А ещё короче говоря, мсье Фрондон как мог, пытался успокоить своего нового работника. Однако тот не очень-то успокоился. Потому что богатый опыт очень специфического свойства успокаиваться окончательно бывшему киевскому студенту таки не позволял.
«Да, ему легко базлать на тему полной спокухи, - не совсем по-французски размышлял мсье Смолянинов, - ведь это не ему предстоит прокатиться в какой-то сраный Алабинск, где надо не коллекцию галлюциногенных мухоморов собрать, а соорудить некую акцию, после чего…»
В это время корректно щёлкнула дверь в начале вагона, и в коридор вкатился корректный дяденька в чистенькой униформе европейского дорожно-транспортного полового. Дяденька стал учтиво стучаться в двери и петь на двух языках, французском и немецком, о том, что пришла пора заказывать места в ресторане, равно как и блюда, приличествующие иметь место быть на ужин.

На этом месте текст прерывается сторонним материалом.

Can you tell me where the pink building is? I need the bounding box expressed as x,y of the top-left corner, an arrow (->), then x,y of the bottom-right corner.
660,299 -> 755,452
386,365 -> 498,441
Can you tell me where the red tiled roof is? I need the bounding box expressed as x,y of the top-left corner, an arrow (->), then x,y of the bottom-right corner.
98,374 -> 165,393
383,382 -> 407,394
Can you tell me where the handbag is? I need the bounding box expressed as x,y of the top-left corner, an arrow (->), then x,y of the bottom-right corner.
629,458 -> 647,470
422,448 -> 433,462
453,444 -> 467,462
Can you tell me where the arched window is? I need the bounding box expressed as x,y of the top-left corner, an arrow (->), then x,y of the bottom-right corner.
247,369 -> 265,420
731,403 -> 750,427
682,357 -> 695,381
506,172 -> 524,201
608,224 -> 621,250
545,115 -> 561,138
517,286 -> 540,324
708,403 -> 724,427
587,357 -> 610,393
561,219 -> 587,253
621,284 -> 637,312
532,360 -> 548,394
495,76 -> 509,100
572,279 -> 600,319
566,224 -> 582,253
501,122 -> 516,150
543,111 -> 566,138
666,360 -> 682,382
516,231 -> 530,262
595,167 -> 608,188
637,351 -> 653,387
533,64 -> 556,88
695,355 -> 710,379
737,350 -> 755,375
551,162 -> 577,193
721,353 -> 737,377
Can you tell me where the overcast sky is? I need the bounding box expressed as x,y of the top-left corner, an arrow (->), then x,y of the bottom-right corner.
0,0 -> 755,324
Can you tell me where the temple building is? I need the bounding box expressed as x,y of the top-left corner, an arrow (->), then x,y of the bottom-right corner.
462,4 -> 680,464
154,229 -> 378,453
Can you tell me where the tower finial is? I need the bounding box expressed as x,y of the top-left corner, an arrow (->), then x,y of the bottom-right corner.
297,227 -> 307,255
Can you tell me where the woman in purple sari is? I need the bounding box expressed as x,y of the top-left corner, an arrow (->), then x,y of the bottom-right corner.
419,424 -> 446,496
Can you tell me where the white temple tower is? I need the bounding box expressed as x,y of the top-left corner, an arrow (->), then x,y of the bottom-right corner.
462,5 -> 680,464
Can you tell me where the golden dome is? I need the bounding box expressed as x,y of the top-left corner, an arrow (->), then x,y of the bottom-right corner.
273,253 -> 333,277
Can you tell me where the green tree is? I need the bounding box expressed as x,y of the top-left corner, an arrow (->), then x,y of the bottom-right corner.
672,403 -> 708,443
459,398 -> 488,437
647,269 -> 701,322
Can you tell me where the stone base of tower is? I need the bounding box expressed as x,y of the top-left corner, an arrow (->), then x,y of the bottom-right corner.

Биг вежливо заказал то и другое, кинул изжёванную резинку в специальную плевательницу и вошёл в купе. Там он переменил дорожную куртку на вечерний пиджак и снова вышел в коридор. Уставился в окно, и в голову пришла банальная мысль типа чему быть тому не миновать. А с Женей Крамаренко повидаться было бы особенно интересно…
4
Если вкратце описать биографию Евгения Борисовича Крамаренко, то она будет выглядеть следующим образом: родился, учился, вступил, учился, не привлекался, женился, занимал разные должности, вышел, снова занимал, и так до тех пор, пока не занял должностишку средней крупности правительственного чиновника РФ.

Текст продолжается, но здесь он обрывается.